FarFarAway@lemmy.world 1 month ago
Theres a link to the other article, in this article. Says Kristin Houser wrote it…although you may have a point about the rest.
tee9000@lemmy.world 1 month ago
ty
General_Effort@lemmy.world 1 month ago
hindered.
I doubt that.
NutWrench@lemmy.world 1 month ago
Anyone who has made copies of videotapes knows what happens to the quality of each successive copy. You’re not making a “treasure trove.” You’re making trash.
BrightCandle@lemmy.world 1 month ago
Having now flooded the internet with bad AI content not surprisingly its now eating itself. Numerous projects that aren’t AI are suffering too as the quality of text reduces.
Jomega@lemmy.world 1 month ago
Good riddance.
todd_bonzalez@lemm.ee 1 month ago
Our wetware neutral networks probably aren’t supposed to engage with synthetic content like this either. In a few years we’re gonna learn that overexposure to AI generated content creates some sort of neurological problem in people, like a real-world “nerve attenuation syndrome” (Johnny Mnemonic).
TheHarpyEagle@pawb.social 1 month ago
I’ve read some snippets of AI written books and it really does feel like my brain is short circuiting
njordomir@lemmy.world 1 month ago
It’s like a human centipede where only the first person is a human and everyone else is an AI. It’s all shit, but it gets a bit worse every step.
celsiustimeline@lemmy.dbzer0.com 1 month ago
If mainstream blogs are writing about it, what makes you think that AI companies haven’t thoroughly dissected the problem and are already working on filtering out AI fingerprints from the training data set? If they can make a sophisticated LLM, chances are they can find methods to XOR out generated content.
mac@lemm.ee 1 month ago
is it not relatively trivial to pre-vet content before they train it? at least with aigen text it should be.
RvTV95XBeo@sh.itjust.works 1 month ago
The problem is these AI companies currently exist on the business model of not paying for information, and that generally includes not wanting to pay content curators.
Google is probably the only one in a position to potentially outsource by making everyone solve a “does this hand look normal to you” CAPTCHA
They can try and train AI to detect AI, but that’s also difficult.
FMT99@lemmy.world 1 month ago
So it’s not a problem with AI. It’s just a problem for some mayfly companies that try to profit from the latest trend?
General_Effort@lemmy.world 1 month ago
It depends on what you are looking for.
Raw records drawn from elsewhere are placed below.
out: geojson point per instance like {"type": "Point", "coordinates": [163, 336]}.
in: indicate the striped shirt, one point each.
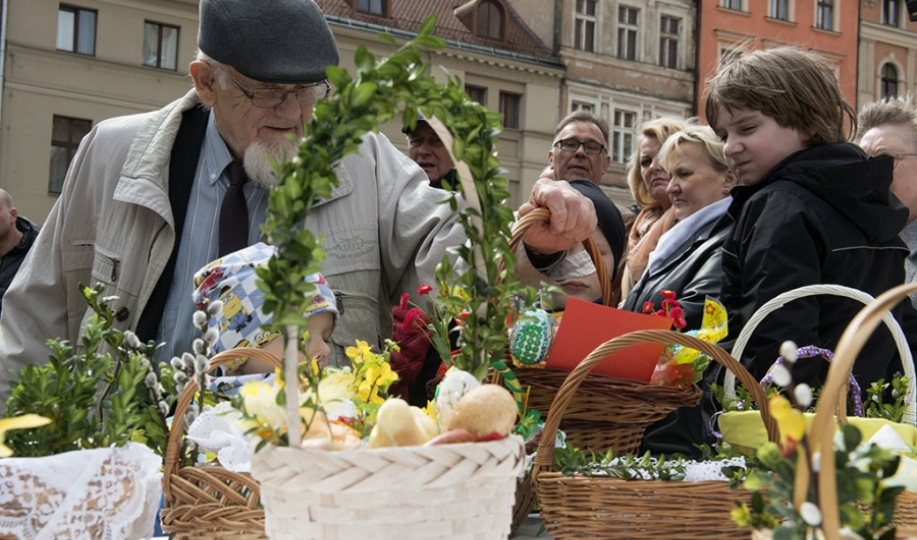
{"type": "Point", "coordinates": [199, 242]}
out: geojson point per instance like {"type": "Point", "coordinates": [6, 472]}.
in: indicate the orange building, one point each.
{"type": "Point", "coordinates": [827, 27]}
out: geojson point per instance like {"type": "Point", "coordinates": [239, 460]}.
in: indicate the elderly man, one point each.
{"type": "Point", "coordinates": [890, 128]}
{"type": "Point", "coordinates": [428, 151]}
{"type": "Point", "coordinates": [149, 199]}
{"type": "Point", "coordinates": [16, 237]}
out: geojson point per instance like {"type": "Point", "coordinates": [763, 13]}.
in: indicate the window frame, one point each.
{"type": "Point", "coordinates": [627, 29]}
{"type": "Point", "coordinates": [665, 37]}
{"type": "Point", "coordinates": [584, 19]}
{"type": "Point", "coordinates": [159, 56]}
{"type": "Point", "coordinates": [70, 146]}
{"type": "Point", "coordinates": [505, 99]}
{"type": "Point", "coordinates": [77, 10]}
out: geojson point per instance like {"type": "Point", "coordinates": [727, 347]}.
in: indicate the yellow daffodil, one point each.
{"type": "Point", "coordinates": [790, 420]}
{"type": "Point", "coordinates": [19, 422]}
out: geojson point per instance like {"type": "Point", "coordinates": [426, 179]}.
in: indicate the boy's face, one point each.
{"type": "Point", "coordinates": [755, 143]}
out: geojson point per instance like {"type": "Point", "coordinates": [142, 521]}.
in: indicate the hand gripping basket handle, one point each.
{"type": "Point", "coordinates": [544, 459]}
{"type": "Point", "coordinates": [822, 431]}
{"type": "Point", "coordinates": [173, 446]}
{"type": "Point", "coordinates": [910, 413]}
{"type": "Point", "coordinates": [543, 214]}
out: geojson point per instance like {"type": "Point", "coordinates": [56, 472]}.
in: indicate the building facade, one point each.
{"type": "Point", "coordinates": [887, 51]}
{"type": "Point", "coordinates": [827, 27]}
{"type": "Point", "coordinates": [628, 61]}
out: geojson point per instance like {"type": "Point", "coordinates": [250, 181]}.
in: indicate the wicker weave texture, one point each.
{"type": "Point", "coordinates": [457, 492]}
{"type": "Point", "coordinates": [638, 510]}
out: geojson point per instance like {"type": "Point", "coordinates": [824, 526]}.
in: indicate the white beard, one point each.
{"type": "Point", "coordinates": [256, 164]}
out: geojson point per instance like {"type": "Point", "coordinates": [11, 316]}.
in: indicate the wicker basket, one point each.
{"type": "Point", "coordinates": [455, 492]}
{"type": "Point", "coordinates": [210, 502]}
{"type": "Point", "coordinates": [610, 508]}
{"type": "Point", "coordinates": [831, 406]}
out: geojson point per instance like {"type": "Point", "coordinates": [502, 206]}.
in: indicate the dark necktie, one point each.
{"type": "Point", "coordinates": [234, 212]}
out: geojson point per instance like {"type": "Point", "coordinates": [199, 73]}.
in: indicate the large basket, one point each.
{"type": "Point", "coordinates": [455, 492]}
{"type": "Point", "coordinates": [831, 406]}
{"type": "Point", "coordinates": [607, 412]}
{"type": "Point", "coordinates": [210, 502]}
{"type": "Point", "coordinates": [609, 508]}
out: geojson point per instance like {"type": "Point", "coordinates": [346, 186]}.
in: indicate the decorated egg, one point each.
{"type": "Point", "coordinates": [531, 338]}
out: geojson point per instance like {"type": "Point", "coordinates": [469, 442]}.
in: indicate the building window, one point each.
{"type": "Point", "coordinates": [509, 106]}
{"type": "Point", "coordinates": [160, 45]}
{"type": "Point", "coordinates": [825, 15]}
{"type": "Point", "coordinates": [66, 135]}
{"type": "Point", "coordinates": [890, 10]}
{"type": "Point", "coordinates": [477, 94]}
{"type": "Point", "coordinates": [581, 106]}
{"type": "Point", "coordinates": [623, 137]}
{"type": "Point", "coordinates": [627, 33]}
{"type": "Point", "coordinates": [668, 42]}
{"type": "Point", "coordinates": [376, 7]}
{"type": "Point", "coordinates": [490, 20]}
{"type": "Point", "coordinates": [76, 30]}
{"type": "Point", "coordinates": [889, 81]}
{"type": "Point", "coordinates": [780, 9]}
{"type": "Point", "coordinates": [586, 20]}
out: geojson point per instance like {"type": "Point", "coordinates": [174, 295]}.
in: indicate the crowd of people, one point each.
{"type": "Point", "coordinates": [768, 197]}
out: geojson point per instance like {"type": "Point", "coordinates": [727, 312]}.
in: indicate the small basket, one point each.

Identifying AI generated data is generally hard, though it can be done in specific cases. There is no mathematical difference between the 1s and 0s that encoded AI generated data and any other data. Which is why these model collapse ideas are just fantasy. There is nothing magical about any data that makes it “poisonous” to AI. The kernel of truth behind these ideas is not likely to matter in practice.
barsquid@lemmy.world 1 month ago
It is their own fault for poisoning the internet with their slop.
db2@lemmy.world 1 month ago
In case anyone doesn’t get what’s happening, imagine feeding an animal nothing but its own shit.
Stern@lemmy.world 1 month ago
I use the “Sistermother and me are gonna have a baby!” example personally, but I am a awful human so
BassTurd@lemmy.world 1 month ago
Not shit, but isn’t that what brought about mad cow disease? Farmers were feeding cattle brain matter that had infected prions. Idk if it was cows eating cow brains or other animals though.
leftzero@lemmynsfw.com 1 month ago
Photocopy of a photocopy is my go-to metaphor for model collapse.
Cock_Inspecting_Asexual@lemmy.world 1 month ago
DUDE ITS SO FUCKING ANNOYING TRYNNA USE GOOGLE IMAGES ANYMORE–
ALL IT GIVES ME IS AI ART. IM SO FUCKING SICK AND TIRED OF IT.